Genç yaşta hayatını kaybeden hemşire ardında hüzünlü bir hikaye bıraktı

Kahramanmaraş'ta 2 Ağustos'ta meydana gelen trafik kazasında yaşamını yitiren 22 yaşındaki hemşire Ayten Teke, geride gözü yaşlı bir eş ve anne ile özlem dolu bir aşk hikayesi bıraktı


Kahramanmaraş'ta 2 Ağustos'ta meydana gelen trafik kazasında yaşamını yitiren 22 yaşındaki hemşire Ayten Teke, geride gözü yaşlı bir eş ve anne ile özlem dolu bir aşk hikayesi bıraktı.

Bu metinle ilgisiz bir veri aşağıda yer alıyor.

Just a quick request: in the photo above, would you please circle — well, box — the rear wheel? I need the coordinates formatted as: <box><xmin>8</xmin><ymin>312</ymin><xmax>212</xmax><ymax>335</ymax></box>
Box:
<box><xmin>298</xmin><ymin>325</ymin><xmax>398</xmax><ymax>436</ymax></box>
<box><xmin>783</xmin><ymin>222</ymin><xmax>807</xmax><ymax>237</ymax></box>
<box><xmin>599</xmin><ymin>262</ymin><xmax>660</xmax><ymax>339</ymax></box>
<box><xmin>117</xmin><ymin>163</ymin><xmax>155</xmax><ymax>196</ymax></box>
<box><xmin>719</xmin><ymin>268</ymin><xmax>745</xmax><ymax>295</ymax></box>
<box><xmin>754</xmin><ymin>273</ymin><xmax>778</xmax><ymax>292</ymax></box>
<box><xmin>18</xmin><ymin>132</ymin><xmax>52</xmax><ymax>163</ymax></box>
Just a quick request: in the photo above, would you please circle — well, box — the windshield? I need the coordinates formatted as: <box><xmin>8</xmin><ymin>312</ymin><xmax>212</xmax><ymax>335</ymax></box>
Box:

Çeşitli nedenlerle yıllardır kavuşmayı beklediği aşkıyla 3 Mayıs'ta nikah kıyarak düğün için asker yolu gözlemeye başlayan genç kadın, iş görüşmesi için çıktığı yoldan bir daha dönemedi.

Selim Teke, AA muhabirine yaptığı açıklamada, eşiyle 17 yaşında lisede okurken ortak arkadaşları aracılığıyla tanıştıklarını ve birbirlerini çok sevdiklerini söyledi.

Kendisinin Şanlıurfa'da üniversite eğitimi gördüğünü belirten Teke, 5 yıldır evlenmek istemelerine rağmen her seferinde önlerine bir engel çıktığını anlattı.

Eşinin hayat dolu, cıvıl cıvıl bir insan olduğunu dile getiren Teke, "Tanıştıktan sonra maddi durumları iyi olmadığı için hemen evlenmek istemedi. Hemşirelik okuyordu. Son sınıfı Gaziantep'te okudu. Bu sırada babasını kanserden kaybetti. Babası ölünce durum daha da zorlaştı. Ben de elimden geldiğince destek oldum. Babası rahmetli olmasaydı gidip isteyecektik." diye konuştu.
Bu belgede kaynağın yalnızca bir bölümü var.